Differential regulation of two distinct voltage-dependent sodium currents by group III metabotropic glutamate receptor activation in insect pacemaker neurons.

Using whole cell patch-clamp technique and immunocytochemistry on adult dorsal unpaired median (DUM) neurons isolated from the cockroach Periplaneta americana CNS, we reported the characterization of a native mGluR, sharing pharmacological properties with vertebrate metabotropic glutamate receptor III (mGluRIII) that regulated voltage-dependent sodium current (I(Na)). The global I(Na) was dissociated by means of l-glutamate sensitivity, deactivation time constant, voltage dependence of activation and inactivation, recovery from inactivation, and intracellular regulation process.

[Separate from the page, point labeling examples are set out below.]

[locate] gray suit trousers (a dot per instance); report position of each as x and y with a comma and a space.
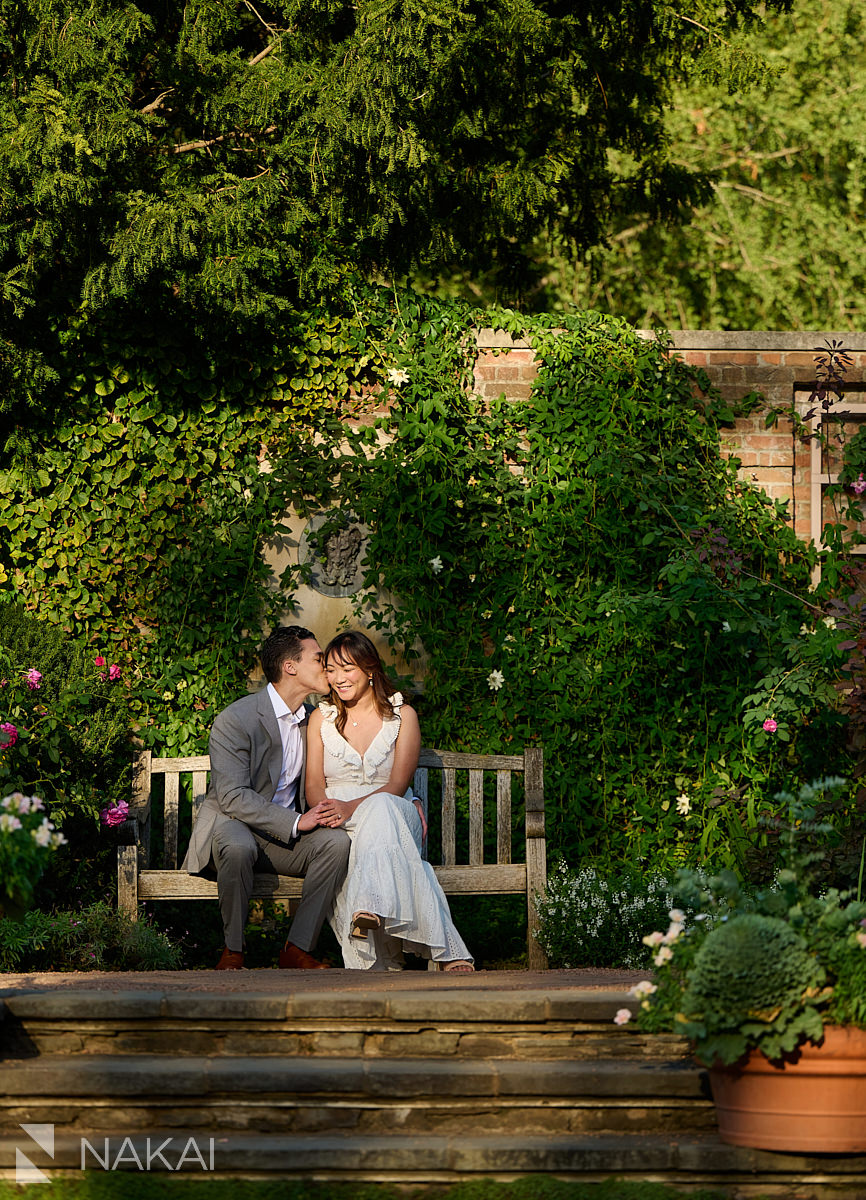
320, 856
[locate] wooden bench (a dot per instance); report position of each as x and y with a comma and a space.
138, 881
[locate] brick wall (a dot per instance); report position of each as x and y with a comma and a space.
781, 366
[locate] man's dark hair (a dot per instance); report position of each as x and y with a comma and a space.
283, 643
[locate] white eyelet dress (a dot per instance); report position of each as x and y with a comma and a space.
386, 874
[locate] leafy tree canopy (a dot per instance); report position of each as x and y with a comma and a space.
223, 154
779, 245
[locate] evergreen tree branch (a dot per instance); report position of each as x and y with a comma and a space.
186, 147
156, 103
263, 54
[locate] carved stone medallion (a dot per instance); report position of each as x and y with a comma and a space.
334, 545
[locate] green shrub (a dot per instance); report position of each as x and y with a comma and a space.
593, 919
72, 745
750, 966
96, 939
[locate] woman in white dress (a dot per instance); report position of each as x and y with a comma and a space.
362, 749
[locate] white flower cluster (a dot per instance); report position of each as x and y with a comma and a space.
665, 941
17, 805
589, 921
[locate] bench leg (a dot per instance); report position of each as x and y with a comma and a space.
536, 883
127, 881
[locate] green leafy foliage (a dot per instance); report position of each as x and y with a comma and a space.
763, 969
92, 939
582, 570
777, 245
221, 157
587, 571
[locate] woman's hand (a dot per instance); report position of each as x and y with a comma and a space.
312, 817
334, 813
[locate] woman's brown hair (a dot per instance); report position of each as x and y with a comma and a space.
356, 647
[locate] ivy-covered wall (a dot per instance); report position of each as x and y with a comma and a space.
578, 564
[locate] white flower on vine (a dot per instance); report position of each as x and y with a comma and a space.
495, 679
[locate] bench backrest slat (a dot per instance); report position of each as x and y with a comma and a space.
199, 790
447, 763
476, 817
170, 822
503, 816
449, 817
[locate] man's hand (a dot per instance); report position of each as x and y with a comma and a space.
334, 813
313, 817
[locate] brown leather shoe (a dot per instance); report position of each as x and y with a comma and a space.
294, 958
229, 960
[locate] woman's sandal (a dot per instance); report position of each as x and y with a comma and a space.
364, 921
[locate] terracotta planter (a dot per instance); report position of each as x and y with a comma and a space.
813, 1101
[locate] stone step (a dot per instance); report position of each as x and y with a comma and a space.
419, 1023
686, 1161
376, 1095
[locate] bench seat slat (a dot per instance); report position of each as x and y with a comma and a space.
455, 880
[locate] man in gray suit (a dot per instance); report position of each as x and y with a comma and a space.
253, 816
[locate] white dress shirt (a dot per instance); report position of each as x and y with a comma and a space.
293, 753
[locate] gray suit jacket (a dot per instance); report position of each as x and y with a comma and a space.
246, 757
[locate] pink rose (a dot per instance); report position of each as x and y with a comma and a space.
11, 735
115, 814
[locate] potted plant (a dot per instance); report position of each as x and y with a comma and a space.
770, 988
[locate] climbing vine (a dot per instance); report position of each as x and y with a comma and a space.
582, 570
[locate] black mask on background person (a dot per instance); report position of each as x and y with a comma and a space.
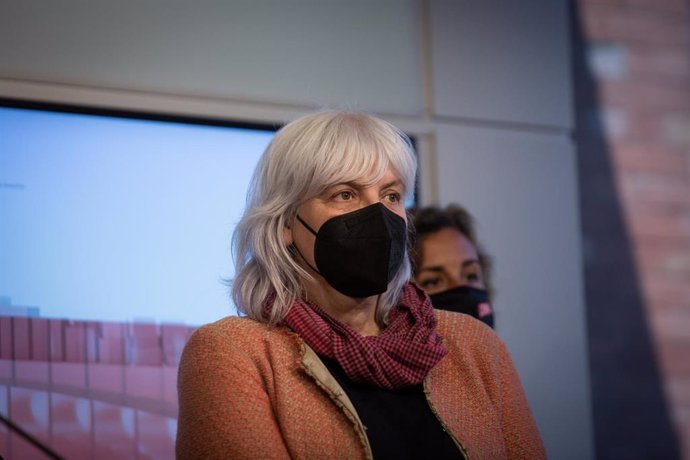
465, 299
358, 253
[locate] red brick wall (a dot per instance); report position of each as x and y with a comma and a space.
639, 53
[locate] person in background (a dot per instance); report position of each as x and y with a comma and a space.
337, 354
449, 263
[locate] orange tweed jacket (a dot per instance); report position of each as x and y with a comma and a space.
248, 390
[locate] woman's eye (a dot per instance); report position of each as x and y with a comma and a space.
344, 196
393, 197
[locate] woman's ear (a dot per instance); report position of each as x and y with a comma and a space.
287, 235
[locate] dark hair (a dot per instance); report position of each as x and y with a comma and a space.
431, 219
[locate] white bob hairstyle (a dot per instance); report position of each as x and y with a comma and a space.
306, 157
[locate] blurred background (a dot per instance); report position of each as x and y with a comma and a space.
563, 126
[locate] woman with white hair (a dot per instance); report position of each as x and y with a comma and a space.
338, 355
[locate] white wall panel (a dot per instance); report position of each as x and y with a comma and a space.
502, 61
304, 52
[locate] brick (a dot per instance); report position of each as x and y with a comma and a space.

These two currents were respectively designated I(Na1) and I(Na2) for l-glutamate-sensitive and -insensitive sodium currents. l-glutamate selectively reduced I(Na1) by an increase of intracellular cAMP level. Using different activators and/or inhibitors of G proteins and cAMP/PKA cascade, together with St-Ht31 (an inhibitor of PKA binding to AKAP) and AKAP-79 antibodies, we established that mGluRIII was linked to I(Na1) by a Gi/o and a suspected Gs protein. According to the activated signaling pathway, l-glutamate elevated the cAMP level, which thereby activated cytosolic PKA and released PKA bound to AKAP. As expected from both biophysical and pharmacological studies, we showed that, through an inhibition of I(Na1), l-glutamate increased DUM neuron spontaneous electrical activity. These results indicated that such mGluRIII-activated dual processes provided a new physiological control of pacemaker neuronal firing.